What Is Replacing Traditional Religion?
What Is Replacing Traditional Religion?
The Challenge of Secular Political Religion and of Religious Nationalism
Lecture by Philip Gorski
Professor of Sociology and Religious Studies, Yale University
Within the framework of the International Workshop
Post-Secular Perspectives on the Sacred:
100 years since Rudolf Otto’s Das Heilige
Greetings: Prof. Shai Lavi
Chair: Dr.
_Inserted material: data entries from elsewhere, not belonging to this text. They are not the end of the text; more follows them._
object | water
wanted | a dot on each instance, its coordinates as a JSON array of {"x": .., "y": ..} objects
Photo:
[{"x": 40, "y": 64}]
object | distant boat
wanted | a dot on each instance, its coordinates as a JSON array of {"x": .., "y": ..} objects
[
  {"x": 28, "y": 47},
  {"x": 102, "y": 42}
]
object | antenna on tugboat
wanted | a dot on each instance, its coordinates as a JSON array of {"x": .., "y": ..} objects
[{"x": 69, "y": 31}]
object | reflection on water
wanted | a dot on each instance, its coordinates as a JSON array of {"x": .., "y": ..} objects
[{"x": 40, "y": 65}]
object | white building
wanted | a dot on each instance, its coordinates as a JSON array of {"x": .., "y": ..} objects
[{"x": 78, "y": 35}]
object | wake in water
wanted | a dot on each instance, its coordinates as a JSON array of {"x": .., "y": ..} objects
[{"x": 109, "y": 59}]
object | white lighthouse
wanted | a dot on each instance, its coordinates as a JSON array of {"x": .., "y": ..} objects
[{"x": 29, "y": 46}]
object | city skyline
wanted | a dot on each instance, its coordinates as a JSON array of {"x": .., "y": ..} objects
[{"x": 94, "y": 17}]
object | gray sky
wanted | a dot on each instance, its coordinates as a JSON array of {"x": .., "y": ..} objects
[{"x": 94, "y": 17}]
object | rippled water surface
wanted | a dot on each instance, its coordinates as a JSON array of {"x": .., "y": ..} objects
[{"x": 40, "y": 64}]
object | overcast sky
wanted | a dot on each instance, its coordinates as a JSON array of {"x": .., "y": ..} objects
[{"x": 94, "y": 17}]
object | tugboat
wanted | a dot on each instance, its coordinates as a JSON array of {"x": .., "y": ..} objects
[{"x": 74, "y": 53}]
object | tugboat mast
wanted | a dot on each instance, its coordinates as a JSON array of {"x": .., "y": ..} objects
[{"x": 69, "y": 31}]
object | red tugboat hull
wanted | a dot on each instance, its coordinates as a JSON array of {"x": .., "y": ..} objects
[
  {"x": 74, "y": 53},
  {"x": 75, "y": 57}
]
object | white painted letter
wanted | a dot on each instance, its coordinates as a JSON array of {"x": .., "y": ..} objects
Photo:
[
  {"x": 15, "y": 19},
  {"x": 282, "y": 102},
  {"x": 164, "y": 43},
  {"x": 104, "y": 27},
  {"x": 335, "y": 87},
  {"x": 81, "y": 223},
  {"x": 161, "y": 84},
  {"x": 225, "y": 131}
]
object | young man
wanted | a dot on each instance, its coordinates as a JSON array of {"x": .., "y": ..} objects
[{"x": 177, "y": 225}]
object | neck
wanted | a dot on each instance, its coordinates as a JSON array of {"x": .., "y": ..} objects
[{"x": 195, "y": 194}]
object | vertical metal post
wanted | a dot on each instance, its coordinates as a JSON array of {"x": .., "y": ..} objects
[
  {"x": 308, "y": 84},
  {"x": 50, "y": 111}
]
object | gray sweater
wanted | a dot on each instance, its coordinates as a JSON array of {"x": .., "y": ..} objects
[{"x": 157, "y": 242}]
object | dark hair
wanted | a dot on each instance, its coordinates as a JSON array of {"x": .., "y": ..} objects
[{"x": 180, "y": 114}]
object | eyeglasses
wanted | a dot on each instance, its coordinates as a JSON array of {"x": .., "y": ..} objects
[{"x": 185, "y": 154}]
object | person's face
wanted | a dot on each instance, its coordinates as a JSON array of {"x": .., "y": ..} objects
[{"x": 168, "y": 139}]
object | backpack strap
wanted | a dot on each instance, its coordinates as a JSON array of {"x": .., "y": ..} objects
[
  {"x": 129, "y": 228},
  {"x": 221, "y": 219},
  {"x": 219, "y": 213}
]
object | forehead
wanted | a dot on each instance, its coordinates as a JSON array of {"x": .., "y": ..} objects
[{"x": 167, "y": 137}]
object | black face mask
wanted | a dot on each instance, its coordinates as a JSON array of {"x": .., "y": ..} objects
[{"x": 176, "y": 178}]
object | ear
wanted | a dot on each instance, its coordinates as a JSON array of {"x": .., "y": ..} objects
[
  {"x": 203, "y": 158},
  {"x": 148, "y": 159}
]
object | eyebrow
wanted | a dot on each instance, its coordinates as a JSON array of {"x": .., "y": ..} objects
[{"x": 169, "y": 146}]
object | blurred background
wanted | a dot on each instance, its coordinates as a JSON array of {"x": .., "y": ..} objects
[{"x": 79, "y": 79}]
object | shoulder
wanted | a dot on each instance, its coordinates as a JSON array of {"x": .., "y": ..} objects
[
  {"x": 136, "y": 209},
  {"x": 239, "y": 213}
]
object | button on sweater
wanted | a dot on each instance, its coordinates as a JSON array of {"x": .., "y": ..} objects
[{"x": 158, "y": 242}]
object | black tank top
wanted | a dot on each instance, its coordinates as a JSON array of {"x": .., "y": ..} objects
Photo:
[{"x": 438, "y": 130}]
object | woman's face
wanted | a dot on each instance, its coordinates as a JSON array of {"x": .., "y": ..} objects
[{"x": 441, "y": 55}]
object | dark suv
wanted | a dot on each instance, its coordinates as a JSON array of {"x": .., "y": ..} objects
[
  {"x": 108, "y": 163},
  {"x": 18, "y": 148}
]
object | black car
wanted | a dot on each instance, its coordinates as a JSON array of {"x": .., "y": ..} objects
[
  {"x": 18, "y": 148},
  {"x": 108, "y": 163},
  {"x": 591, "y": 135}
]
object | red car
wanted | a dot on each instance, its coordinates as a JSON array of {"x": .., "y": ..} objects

Yochi Fischer
Confronted with right-wing populist movements that claim to be defending “Western Christian civilization” and with campus activists who advocate “identity politics,” prominent political pundits on the left and the right have suggested that the waning of traditional religion has opened up a space for new “political cults.” In doing so, they evoke the theory of secular “political religion” that was developed to account for the totalitarian regimes of the twentieth century. Political religion regimes include the sacralization of politics and a strong, coherent set of values, ethics, myths, rituals, and archetypes (as, for example, in the cases of Nazism, Fascism, the Soviet Union, and North Korea). Is political religion back? In his talk, Gorski argues that claims concerning the return of political religion are overwrought and underdeveloped and he reflects on the relationship between religion and politics in a post-secular age in light of Rudolf Otto’s concept of “the holy.”